Other Recreational Activities
New regulations appear in red text.
Cast Net License Requirements
- Basic Fishing License
Trawl License Requirements
- Basic Fishing License
- Trawl License
- Federal Shrimp Vessel Permit required for vessels fishing shrimp in federal waters of the Gulf of Mexico (EEZ)
* No license required for use of bait seines and dip nets.
For management purposes, Louisiana’s state waters are divided into inside and outside waters. The “shrimp line” separates these waters. It generally follows the coastline from the Louisiana/Texas state line to the Louisiana/Mississippi state line. Inside waters (landward of the shrimp line) are inshore waters; outside waters (seaward out to three nautical miles) are the territorial seas.

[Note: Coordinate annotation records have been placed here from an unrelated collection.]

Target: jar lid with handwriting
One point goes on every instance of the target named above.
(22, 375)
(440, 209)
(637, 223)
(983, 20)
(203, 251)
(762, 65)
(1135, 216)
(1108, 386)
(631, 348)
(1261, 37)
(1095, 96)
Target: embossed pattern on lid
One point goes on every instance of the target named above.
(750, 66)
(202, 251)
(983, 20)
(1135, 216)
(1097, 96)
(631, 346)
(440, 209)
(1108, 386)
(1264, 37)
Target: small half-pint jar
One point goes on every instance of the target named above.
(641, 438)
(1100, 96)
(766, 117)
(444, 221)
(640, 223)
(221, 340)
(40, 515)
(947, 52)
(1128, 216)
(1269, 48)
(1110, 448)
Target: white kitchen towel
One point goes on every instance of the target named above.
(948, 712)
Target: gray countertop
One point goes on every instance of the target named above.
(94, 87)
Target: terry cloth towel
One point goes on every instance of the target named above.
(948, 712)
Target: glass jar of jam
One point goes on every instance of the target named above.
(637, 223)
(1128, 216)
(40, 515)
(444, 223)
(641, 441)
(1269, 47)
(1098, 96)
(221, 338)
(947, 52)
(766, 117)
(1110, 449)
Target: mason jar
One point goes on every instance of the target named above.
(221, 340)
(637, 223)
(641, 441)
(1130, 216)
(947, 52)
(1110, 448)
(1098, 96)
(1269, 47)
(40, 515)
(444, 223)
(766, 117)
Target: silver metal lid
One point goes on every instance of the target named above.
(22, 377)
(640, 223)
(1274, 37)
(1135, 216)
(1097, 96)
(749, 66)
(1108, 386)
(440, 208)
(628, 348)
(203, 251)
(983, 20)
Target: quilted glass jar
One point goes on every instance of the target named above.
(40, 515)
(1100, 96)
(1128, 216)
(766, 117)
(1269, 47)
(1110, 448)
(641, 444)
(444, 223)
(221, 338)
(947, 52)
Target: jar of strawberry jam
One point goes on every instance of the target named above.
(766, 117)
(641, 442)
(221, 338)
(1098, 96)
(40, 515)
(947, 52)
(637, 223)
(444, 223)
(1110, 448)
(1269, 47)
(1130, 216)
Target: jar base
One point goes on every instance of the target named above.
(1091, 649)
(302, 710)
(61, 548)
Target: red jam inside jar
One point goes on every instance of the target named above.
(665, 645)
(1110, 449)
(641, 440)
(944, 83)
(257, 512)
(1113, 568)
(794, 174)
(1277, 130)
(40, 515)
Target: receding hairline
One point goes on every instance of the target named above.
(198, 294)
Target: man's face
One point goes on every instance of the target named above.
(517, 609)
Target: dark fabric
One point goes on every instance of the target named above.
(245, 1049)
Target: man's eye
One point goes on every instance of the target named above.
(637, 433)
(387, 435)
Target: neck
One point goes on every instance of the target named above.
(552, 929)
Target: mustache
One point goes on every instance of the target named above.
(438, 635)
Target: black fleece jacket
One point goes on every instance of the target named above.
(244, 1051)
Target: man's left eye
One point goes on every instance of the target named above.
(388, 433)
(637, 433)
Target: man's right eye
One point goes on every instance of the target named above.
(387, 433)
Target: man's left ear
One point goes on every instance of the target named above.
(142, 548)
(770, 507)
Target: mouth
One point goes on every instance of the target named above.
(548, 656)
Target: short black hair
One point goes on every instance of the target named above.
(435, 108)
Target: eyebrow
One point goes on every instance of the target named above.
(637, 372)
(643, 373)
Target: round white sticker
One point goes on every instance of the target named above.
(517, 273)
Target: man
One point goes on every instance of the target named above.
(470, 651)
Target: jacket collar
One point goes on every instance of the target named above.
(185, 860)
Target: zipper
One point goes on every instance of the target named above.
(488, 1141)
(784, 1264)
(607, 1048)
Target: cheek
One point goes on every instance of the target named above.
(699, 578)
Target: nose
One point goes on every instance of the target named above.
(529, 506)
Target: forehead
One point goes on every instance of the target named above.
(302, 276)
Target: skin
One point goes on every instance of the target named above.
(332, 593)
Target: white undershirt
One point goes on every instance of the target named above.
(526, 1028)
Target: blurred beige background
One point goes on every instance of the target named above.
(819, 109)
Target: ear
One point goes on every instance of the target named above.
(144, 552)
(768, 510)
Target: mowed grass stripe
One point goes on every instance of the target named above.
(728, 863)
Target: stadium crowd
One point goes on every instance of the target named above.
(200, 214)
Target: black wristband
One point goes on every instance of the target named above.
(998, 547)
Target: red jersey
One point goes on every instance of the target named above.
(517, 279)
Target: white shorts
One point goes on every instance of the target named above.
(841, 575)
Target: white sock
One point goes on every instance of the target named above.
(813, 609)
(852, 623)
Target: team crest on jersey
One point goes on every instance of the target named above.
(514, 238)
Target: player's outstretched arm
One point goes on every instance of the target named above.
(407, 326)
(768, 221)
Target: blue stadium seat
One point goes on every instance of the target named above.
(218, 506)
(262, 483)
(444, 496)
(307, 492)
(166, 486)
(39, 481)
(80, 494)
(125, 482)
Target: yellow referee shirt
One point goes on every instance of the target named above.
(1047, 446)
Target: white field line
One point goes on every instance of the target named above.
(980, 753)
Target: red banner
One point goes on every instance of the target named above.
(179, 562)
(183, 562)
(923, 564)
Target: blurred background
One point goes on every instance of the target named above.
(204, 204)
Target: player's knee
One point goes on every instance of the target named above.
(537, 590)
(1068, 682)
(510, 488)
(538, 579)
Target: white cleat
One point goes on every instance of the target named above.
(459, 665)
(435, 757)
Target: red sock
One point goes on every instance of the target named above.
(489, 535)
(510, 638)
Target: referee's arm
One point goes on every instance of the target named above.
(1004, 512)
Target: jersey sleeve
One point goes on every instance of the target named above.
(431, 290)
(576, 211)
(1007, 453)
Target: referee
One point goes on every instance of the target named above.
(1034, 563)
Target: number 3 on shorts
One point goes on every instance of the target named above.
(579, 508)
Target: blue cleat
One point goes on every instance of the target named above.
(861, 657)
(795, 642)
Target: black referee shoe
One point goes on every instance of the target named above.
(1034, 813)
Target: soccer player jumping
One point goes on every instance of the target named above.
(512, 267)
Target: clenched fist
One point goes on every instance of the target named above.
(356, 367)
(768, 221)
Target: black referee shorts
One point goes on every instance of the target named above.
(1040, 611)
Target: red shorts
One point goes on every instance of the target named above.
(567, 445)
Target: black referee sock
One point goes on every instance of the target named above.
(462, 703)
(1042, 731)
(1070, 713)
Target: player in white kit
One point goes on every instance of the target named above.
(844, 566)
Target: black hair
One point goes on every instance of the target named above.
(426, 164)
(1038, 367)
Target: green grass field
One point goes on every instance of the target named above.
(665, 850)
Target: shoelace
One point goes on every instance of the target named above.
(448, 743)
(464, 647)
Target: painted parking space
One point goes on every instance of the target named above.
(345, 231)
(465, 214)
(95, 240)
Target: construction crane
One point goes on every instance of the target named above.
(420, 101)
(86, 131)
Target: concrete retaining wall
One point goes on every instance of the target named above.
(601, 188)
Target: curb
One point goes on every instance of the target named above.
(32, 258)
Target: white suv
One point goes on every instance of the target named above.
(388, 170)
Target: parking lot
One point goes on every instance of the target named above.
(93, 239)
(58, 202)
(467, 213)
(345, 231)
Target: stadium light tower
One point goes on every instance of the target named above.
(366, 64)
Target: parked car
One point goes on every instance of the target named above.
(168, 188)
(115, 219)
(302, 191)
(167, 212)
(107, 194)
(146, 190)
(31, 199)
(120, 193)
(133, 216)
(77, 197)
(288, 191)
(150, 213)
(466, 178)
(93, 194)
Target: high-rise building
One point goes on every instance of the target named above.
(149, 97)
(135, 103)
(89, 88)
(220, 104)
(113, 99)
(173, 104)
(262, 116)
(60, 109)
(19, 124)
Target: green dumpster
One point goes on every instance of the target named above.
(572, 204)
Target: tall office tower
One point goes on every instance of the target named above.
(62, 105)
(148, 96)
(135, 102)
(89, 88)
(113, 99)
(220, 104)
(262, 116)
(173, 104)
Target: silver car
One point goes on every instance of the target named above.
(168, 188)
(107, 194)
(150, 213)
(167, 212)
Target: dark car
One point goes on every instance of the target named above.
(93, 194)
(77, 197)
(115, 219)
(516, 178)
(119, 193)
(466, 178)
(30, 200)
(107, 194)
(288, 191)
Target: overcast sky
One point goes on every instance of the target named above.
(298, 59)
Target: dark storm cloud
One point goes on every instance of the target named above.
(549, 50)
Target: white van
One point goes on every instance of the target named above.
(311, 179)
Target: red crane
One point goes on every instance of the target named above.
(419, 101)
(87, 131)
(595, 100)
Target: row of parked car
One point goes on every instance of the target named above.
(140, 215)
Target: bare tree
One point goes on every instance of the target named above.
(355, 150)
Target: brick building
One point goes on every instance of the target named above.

Inside waters are further divided by major estuarine basin. The Louisiana Wildlife and Fisheries Commission (Commission) may amend the shrimp line due to environmental changes. See the latest coordinates at www.wlf.la.gov/fishing/insideoutside-shrimp-line.
The Louisiana Department of Wildlife and Fisheries (LDWF), the Commission, and the Louisiana Legislature are responsible for managing the shrimp fishery in inshore waters and the territorial seas. The Gulf of Mexico Fishery Management Council and NOAA Fisheries are responsible for federal waters.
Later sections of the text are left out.